Derek Cianfrance’ın yönettiği Roofman, gerçek bir suç hikayesinden uyarlanmış ve son dönemin en akıcı suç filmlerinden biri olarak öne çıkıyor. Peki, filmin bu kadar etkileyici olmasının nedeni yalnızca gerçek bir hikâyeye dayanması mı, yoksa oyuncuların doğallığı mı?
Channing Tatum belki de kariyerinin en içten ve olgun performansını sergiliyor.
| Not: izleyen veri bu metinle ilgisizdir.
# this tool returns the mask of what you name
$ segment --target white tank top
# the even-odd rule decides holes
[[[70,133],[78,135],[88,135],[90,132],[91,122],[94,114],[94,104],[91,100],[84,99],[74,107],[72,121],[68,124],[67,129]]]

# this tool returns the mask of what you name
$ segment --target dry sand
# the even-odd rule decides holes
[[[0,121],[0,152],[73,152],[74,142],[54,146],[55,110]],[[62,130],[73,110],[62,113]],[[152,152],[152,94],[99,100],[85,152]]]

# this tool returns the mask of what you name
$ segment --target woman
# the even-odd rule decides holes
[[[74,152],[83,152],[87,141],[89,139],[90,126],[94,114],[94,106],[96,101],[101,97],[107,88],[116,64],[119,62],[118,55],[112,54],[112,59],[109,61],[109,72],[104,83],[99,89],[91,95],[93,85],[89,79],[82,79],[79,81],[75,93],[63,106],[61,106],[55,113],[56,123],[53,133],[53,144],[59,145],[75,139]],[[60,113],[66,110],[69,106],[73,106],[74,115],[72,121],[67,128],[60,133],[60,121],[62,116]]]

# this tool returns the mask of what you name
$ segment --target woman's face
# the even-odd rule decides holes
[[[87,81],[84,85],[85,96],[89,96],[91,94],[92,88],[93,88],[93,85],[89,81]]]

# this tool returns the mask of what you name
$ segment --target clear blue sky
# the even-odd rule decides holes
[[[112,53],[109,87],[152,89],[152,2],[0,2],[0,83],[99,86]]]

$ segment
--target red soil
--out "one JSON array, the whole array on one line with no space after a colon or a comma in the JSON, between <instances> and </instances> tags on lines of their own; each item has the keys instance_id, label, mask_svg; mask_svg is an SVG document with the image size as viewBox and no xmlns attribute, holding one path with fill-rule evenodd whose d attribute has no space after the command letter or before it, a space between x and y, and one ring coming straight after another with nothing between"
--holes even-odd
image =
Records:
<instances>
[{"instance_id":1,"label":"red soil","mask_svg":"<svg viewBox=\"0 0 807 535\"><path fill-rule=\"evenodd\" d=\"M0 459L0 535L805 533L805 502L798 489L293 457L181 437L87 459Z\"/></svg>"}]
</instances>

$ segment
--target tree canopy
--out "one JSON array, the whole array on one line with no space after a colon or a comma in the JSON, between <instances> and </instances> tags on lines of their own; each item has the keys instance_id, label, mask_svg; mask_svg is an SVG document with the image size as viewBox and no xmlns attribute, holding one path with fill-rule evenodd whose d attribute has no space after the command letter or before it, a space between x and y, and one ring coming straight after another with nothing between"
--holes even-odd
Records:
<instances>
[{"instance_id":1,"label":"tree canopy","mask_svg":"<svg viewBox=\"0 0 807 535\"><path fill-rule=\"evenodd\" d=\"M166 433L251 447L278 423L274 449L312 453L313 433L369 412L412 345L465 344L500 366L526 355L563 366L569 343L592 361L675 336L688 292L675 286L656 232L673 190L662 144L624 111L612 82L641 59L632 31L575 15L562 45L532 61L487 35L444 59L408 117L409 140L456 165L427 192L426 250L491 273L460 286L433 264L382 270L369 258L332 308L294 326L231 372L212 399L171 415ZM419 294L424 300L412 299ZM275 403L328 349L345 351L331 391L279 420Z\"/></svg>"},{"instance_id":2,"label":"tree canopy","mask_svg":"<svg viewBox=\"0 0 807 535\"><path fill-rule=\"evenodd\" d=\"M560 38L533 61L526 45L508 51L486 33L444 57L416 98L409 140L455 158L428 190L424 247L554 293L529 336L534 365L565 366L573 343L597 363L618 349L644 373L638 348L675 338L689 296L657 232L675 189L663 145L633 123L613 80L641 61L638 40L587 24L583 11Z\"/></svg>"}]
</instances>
Buna karşılık, normalde güçlü varlığıyla sahneleri domine eden Kirsten Dunst’ın beklenmedik bir sönüklükte kalması beni bir hayli hayal kırıklığına uğrattı. Üstelik kadroda en deneyimli isimlerden biri olarak uzun zaman sonra böylesine iyi bir projeyle geri dönmüşken… Bu fırsatın onun için çok daha parlak bir dönüş olmasını bekliyordum.
Filmin en sevdiğim yanı, mekân kullanımındaki ustalık oldu. Hikâyenin büyük bölümü tek bir alanda geçmesine rağmen tempo asla düşmüyor; zaman algısını hiç kaybetmiyorsunuz. Cianfrance, dar bir mekânda bile atmosferi canlı tutmayı ve karakterlerin duygusal dünyasını mekânla birlikte nefes alır hale getirmeyi başarıyor.
Üstelik yönetmen, dramatik bir olayı kara mizahın incelikli tonlarıyla harmanlayarak hikâyeye beklenmedik bir ferahlık katıyor, bu da filmi hem duygusal hem de ironik açıdan çok daha etkileyici kılıyor.
Gerçek bir hikâyeye dayanmasına rağmen film, yer yer kendi içinde çatışmaya düşüyor. Özellikle karakter gelişimi yüzeysel kalınca, “Bir suçlu bu kadar iyi olabilir mi?” sorusu havada asılı kalıyor. En azından ben, bu soruya tatmin edici bir yanıt bulamadım.
bifilmkurdu öneriyor mu?
Kusurları olsa da atmosferi ve oyunculukları için kesinlikle bir şans verilmeli. Üstelik oldukça akıcı. Yakında vizyonda!